Fernando honra el género periodístico del reportaje en esta serie de estupendos y sensibles artículos, todos actualizados con textos escritos desde la perspectiva de tiempo transcurrido durante más de un año y medio, desde que en la segunda semana de marzo del año pasado el mundo contuviera la respiración y nuestras vidas se vieran sometidas a un tute que nunca hubiéramos imaginado, ni en el más extraño de nuestros malos sueños.
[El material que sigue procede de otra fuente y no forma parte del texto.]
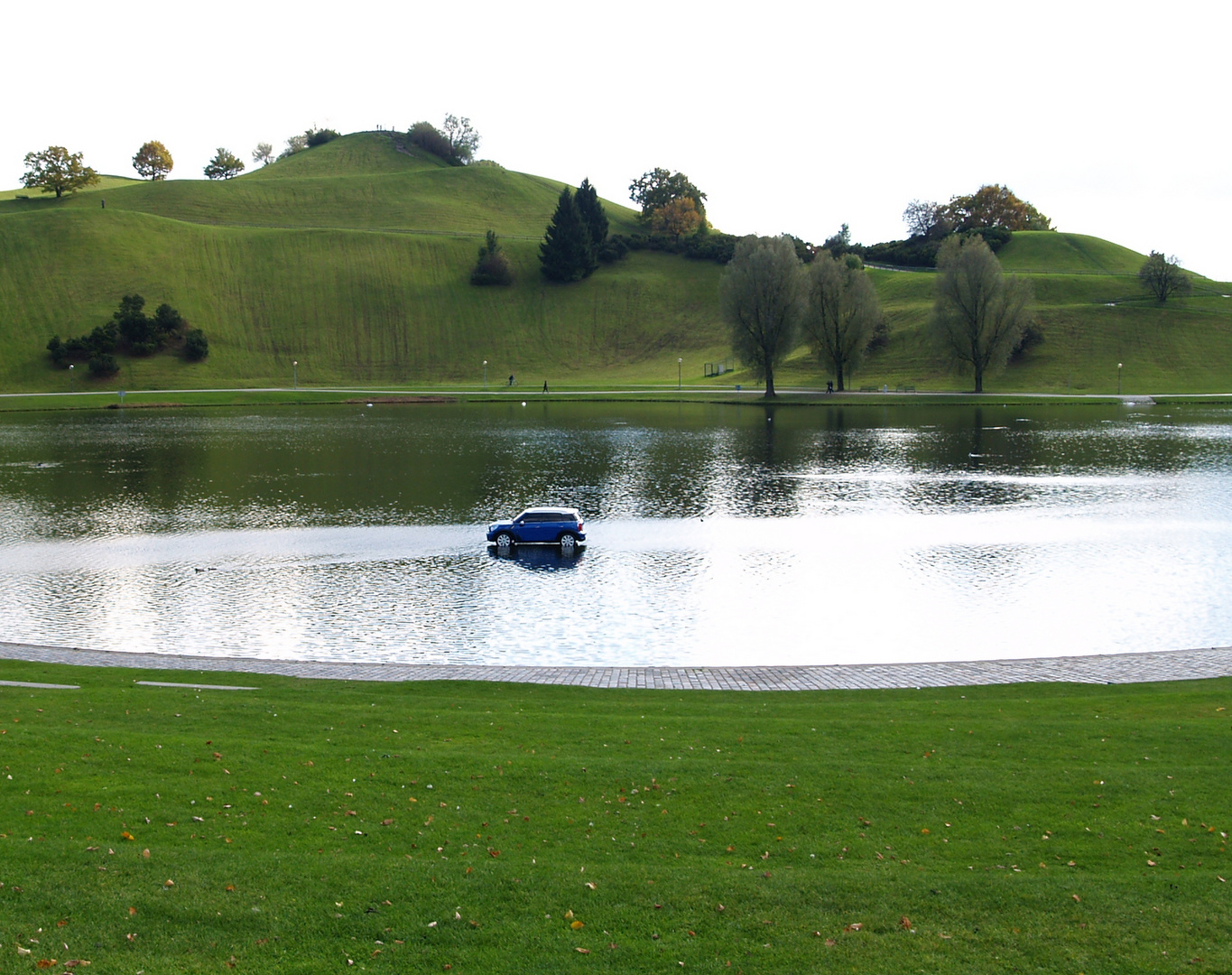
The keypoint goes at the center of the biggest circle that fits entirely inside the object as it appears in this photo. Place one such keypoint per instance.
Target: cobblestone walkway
(1114, 668)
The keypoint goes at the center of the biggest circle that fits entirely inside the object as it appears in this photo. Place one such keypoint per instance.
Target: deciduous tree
(977, 314)
(1162, 276)
(762, 295)
(153, 162)
(677, 218)
(225, 165)
(461, 137)
(995, 206)
(843, 313)
(567, 252)
(658, 188)
(927, 218)
(57, 171)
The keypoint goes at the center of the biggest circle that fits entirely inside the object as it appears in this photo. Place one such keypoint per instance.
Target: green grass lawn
(354, 259)
(317, 827)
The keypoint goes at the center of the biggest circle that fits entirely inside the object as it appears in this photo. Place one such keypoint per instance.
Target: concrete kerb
(1110, 668)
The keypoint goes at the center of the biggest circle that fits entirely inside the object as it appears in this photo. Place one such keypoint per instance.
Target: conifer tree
(567, 253)
(591, 213)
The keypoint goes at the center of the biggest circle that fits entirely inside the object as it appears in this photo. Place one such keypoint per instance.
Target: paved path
(1113, 668)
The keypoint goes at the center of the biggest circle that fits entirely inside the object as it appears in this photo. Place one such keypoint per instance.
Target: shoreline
(1103, 668)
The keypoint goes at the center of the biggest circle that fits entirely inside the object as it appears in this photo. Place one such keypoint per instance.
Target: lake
(718, 534)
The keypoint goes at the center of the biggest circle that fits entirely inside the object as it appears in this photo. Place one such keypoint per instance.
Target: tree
(843, 314)
(927, 218)
(995, 206)
(225, 165)
(591, 211)
(492, 267)
(658, 188)
(977, 314)
(153, 162)
(314, 137)
(461, 137)
(762, 295)
(839, 243)
(1162, 276)
(294, 144)
(567, 252)
(57, 171)
(677, 218)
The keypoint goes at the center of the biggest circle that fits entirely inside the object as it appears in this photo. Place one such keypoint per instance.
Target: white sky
(1110, 117)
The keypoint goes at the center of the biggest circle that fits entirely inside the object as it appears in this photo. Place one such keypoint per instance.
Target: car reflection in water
(539, 557)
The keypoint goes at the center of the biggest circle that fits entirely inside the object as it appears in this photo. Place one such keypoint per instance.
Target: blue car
(540, 526)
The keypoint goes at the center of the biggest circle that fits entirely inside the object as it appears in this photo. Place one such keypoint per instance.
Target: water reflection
(718, 534)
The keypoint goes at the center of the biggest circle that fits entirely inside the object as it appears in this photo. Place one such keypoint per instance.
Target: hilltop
(353, 259)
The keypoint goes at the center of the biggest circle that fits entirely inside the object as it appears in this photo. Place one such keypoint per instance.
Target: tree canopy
(977, 314)
(762, 295)
(153, 161)
(843, 313)
(1163, 277)
(57, 171)
(658, 188)
(225, 165)
(993, 206)
(591, 211)
(567, 252)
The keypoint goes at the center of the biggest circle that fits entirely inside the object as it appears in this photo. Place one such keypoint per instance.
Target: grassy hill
(353, 258)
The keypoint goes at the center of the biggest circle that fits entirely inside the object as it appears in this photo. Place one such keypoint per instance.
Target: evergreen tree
(591, 213)
(567, 253)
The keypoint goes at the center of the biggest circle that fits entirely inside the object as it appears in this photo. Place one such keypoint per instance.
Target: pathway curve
(1113, 668)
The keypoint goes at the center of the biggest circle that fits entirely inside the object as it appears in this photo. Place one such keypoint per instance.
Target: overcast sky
(1110, 117)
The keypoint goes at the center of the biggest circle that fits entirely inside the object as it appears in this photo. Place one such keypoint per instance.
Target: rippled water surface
(718, 535)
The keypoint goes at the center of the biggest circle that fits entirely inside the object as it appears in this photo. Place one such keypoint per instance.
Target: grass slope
(313, 826)
(353, 258)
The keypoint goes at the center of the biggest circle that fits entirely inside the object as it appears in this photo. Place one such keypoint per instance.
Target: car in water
(560, 526)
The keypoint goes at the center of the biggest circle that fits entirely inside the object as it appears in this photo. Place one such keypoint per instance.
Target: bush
(314, 137)
(102, 365)
(195, 345)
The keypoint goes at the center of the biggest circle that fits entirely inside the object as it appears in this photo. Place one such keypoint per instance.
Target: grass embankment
(354, 259)
(308, 825)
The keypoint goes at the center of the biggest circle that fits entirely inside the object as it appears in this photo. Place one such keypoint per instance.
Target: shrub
(102, 365)
(195, 345)
(314, 137)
Salas de música en vivo como El Sol, Libertad 8, el Café Berlín, Clamores , Galileo, Costello o Moloko, pinacotecas como El Prado, librerías como Pérez Galdós, Ocho y Medio o las que pueblan la Cuesta de Moyano, teatros alternativos como el Pavón o bares y garitos nocturnos como La Vía Láctea o el Palermo desfilan en lo que es una carta de amor no solo a esa parte de Madrid que resiste a prueba de bombas (algunas reales, otras imaginarias), sino sobre todo a sus protagonistas anónimos: esa legión de trabajadores del mundo de la cultura (promotores, empresarios, músicos, técnicos) sin cuyo concurso difícilmente se sostendría en pie el frágil y a veces heroico tinglado de la cultura más cercana, esa que nos pilla tan a mano y no siempre valoramos como se merece.
Si a eso se le suma que el libro cuenta con un plano que se perfila como (podría ser un buen complemento a la Guía del Madrid de la Movida de Patricia Godes y Jesús Ordovás), que Rosendo y Josele Santiago firman dos de los prólogos, que Elvira Lindo hace lo propio con el epílogo y que Fernando Navarro es tan gato que solo le falta maullar, como afirman sus editores (y por tanto conoce muy bien el terreno que pisa), pocas razones más nos hacen falta para recomendarlo vivamente. Hay muchos Madrid imaginables a lo largo de sus más de nueve mil calles, pero pocos más apetecibles que este.